It's entirely possible that the outcome will be vastly better than the situation is now, but it is going to be a long haul, believe me. All I can say with authority is that it sets in motion a whole series of very unpredictable events. In a sense, peace will be even more destabilizing than war for a lot of key actors -- black marketeers, arms traders, profiteers and propagandists of various kinds -- whose operations are only sustainable in wartime. We are likely to see some fairly significant changes in the Serbs' political leadership, which has been kept in power by war, and will have a hard time holding on in peace.

NATO is bound to have a profound effect on the situation.
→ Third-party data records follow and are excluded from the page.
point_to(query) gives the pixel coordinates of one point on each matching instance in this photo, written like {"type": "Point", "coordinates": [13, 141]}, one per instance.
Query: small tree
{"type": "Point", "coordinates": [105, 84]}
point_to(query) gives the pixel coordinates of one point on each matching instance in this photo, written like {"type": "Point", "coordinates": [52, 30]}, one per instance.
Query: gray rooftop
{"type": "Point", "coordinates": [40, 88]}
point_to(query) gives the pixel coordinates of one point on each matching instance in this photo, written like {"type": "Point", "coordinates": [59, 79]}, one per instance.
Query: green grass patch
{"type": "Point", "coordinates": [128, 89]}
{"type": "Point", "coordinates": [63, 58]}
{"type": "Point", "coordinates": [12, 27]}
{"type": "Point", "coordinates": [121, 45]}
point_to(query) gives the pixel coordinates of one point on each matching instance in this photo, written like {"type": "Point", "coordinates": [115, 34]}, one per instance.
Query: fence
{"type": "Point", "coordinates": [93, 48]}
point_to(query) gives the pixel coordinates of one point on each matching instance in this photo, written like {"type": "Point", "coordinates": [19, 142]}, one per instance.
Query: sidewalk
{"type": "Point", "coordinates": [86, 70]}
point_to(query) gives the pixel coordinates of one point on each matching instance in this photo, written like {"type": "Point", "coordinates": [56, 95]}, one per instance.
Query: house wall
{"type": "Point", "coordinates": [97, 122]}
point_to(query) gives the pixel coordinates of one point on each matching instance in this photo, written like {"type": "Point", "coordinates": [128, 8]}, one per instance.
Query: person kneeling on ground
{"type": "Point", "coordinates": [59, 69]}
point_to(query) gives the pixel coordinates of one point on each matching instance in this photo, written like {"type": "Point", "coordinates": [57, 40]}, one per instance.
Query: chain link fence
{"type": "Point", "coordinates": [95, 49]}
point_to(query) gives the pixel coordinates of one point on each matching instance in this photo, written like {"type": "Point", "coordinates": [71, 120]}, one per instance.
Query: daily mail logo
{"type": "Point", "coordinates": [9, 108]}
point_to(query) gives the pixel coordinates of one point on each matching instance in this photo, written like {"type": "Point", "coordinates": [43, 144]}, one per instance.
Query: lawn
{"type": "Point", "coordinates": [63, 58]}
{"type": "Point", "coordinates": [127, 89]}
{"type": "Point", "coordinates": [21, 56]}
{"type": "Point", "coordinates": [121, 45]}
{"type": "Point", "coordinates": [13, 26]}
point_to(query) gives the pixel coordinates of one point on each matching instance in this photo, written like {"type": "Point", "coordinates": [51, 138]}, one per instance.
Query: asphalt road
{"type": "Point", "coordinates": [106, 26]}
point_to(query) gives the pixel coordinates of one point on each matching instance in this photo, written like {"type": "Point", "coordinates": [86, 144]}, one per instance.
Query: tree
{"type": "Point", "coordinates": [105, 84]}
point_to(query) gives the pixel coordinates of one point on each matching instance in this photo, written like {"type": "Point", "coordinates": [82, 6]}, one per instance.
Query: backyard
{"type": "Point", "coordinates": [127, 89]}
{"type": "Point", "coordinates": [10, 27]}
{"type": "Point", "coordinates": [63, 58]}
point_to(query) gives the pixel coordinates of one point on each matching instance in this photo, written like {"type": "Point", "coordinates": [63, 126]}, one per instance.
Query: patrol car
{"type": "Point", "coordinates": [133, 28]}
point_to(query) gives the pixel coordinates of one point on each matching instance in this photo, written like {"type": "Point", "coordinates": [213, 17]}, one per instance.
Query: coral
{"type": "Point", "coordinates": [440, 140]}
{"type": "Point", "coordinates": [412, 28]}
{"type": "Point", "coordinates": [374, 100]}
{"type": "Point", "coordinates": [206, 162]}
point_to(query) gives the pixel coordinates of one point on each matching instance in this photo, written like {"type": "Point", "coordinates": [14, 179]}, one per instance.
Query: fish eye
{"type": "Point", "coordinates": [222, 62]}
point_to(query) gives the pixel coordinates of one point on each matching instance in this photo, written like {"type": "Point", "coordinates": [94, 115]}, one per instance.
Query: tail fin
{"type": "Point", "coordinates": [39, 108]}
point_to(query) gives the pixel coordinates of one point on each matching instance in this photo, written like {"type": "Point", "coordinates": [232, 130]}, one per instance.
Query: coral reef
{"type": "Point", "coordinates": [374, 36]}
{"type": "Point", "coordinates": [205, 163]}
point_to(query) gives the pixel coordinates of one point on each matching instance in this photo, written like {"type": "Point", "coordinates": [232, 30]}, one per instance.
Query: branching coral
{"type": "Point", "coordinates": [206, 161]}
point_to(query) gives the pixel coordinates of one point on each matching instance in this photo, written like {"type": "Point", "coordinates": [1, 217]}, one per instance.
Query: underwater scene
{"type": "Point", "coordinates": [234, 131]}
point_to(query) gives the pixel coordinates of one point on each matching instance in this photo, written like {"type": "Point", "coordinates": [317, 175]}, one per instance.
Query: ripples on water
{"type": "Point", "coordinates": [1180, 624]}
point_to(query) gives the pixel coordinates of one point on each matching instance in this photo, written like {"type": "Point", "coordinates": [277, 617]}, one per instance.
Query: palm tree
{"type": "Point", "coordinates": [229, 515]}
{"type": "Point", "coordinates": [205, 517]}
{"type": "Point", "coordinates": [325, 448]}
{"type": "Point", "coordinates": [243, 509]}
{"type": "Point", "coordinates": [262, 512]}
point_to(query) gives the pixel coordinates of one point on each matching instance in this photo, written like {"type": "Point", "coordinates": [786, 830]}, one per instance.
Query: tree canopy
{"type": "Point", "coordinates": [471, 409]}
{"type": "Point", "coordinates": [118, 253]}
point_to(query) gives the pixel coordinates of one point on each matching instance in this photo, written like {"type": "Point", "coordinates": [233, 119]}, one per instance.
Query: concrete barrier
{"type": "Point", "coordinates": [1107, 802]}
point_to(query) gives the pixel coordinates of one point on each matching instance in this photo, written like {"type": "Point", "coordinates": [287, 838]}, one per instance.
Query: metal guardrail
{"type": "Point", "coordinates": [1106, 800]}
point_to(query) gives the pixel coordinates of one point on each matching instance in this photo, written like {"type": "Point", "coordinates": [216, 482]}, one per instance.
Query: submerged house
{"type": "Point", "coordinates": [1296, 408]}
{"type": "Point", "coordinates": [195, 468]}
It is deploying a very large, very powerful force that has all the authority of an occupying army. But there is still a fairly strong likelihood of some kind of armed confrontation in some places. Every reporter who talks to Serbs in Sarajevo hears defiance. The United States keeps saying it expects (Serb president Slobodan) Milosevic to deliver these guys, but he hasn't made any move to dislodge the leadership of the Bosnian Serb army since the agreement was signed.

Over the longer term, the political and diplomatic aspects of the agreement are inherently not viable, I think. In five years, the organizational structure of Bosnia will probably bear little resemblance to the Dayton agreement. One of the more incredible thoughts is that we have endorsed a separate Serb republic inside a supposedly multi-ethnic country -- a sort of "White People's State" set up by and for the Serbs alone. In South Africa, we call that apartheid. I also think it was a concession that had to be made in order to stop the war.